Aerowatch: Horological Machine No. 4 Thunderbolt
By Ben Coxworth
December 20, 2010
If you enjoy building model airplanes as a boy, and become a designer of high-end watches as an adult, what do you end up doing? If you're Maximilian Büsser, you create a watch that resembles an airplane – and that costs as much as one, too. That’s the story behind the new watch from Switzerland’s MB&F (Maximilian Büsser & Friends), the Horological Machine No. 4 Thunderbolt. The 50-jewel titanium and sapphire timepiece looks like it might wrench itself free of your wrist and start performing inside loops in the sky ... given that it sells for a mind-blowing 150,000 euro (US$196,812), however, you’d probably want to keep it close at hand.
“The aviation-inspired case and engine of the Thunderbolt are one,” states the MB & F website. “Neither would, nor could, exist without the other, yet each is so transcendental as to be able to stand alone as a work of art in its own right.”

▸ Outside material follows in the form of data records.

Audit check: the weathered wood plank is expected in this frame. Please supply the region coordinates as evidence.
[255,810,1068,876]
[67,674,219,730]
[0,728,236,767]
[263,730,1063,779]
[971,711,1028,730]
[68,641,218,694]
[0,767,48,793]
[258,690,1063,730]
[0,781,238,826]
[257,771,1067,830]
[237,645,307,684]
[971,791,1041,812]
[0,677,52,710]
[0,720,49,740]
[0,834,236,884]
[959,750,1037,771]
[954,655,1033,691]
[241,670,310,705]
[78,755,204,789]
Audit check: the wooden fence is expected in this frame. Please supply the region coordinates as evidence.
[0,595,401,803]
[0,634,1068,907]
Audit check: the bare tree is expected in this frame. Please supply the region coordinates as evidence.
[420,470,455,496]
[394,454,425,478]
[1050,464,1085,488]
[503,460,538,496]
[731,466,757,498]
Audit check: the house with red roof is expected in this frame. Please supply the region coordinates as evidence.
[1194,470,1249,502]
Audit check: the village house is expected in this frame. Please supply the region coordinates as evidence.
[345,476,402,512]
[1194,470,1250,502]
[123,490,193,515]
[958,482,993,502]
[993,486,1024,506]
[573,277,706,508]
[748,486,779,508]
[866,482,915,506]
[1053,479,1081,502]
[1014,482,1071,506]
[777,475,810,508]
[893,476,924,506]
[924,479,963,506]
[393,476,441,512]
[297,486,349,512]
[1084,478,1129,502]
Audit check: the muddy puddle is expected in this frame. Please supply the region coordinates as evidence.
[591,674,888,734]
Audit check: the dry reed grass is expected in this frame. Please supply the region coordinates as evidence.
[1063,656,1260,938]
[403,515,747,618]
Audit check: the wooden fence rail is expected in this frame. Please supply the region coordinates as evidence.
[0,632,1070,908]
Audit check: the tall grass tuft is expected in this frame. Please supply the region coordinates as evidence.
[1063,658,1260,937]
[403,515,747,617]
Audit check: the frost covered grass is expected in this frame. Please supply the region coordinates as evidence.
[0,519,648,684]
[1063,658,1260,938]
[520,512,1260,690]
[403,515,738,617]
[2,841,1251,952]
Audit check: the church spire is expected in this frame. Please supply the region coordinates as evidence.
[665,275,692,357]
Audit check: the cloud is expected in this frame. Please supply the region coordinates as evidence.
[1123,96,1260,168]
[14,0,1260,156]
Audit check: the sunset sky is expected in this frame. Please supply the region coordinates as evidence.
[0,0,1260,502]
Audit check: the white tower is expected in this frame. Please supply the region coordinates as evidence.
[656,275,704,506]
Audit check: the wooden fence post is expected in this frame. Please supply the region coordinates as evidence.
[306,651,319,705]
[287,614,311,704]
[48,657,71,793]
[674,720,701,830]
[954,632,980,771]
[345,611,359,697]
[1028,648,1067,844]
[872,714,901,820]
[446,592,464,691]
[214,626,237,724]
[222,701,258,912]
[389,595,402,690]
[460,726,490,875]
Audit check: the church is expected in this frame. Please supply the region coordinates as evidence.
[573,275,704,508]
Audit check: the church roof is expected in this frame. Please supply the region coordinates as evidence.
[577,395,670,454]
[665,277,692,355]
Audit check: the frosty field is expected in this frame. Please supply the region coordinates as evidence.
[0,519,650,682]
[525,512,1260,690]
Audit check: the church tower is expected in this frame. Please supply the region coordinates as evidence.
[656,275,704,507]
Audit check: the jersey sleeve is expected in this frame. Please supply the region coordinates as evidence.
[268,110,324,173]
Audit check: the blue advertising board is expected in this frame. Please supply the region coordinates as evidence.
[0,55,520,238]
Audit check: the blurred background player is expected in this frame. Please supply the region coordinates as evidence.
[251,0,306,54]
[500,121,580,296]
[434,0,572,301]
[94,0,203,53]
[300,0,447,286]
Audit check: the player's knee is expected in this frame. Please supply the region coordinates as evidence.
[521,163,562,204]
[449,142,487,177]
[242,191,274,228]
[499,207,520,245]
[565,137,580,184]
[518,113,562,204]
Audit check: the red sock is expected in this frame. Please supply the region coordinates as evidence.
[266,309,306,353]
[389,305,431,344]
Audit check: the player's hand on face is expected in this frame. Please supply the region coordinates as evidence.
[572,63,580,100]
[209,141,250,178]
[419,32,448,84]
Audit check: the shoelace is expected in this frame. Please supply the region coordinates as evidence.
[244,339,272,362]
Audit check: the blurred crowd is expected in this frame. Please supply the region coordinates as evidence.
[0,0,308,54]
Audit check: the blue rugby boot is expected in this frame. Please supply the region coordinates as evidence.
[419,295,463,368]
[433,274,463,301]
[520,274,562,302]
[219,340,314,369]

The “engine” (the inner workings) consist of 311 components, all of which were designed specifically for use in this watch over a period of three years. Despite its high-tech trappings, the HM4 gets its power from being wound by hand. Two mainspring barrels connected in parallel keep it running for up to 72 hours, delivering power via vertical gear trains to two separate jet-turbine-like dials – one displays minutes and hours, while the other displays how much power is left.
The watch’s central case is made from solid pieces of sapphire and titanium, reportedly machined for hundreds of hours. The titanium makes up the main outer surface of the watch, with the sapphire providing clear panels where the intricate inner bits and pieces can be admired.
MB&F sees itself not so much as a watch brand but as “an artistic and micro-engineering concept laboratory in which collectives of independent horological professionals are assembled each year to design and craft radical Horological Machines.” With that in mind, one can only wonder what HM5 will look like.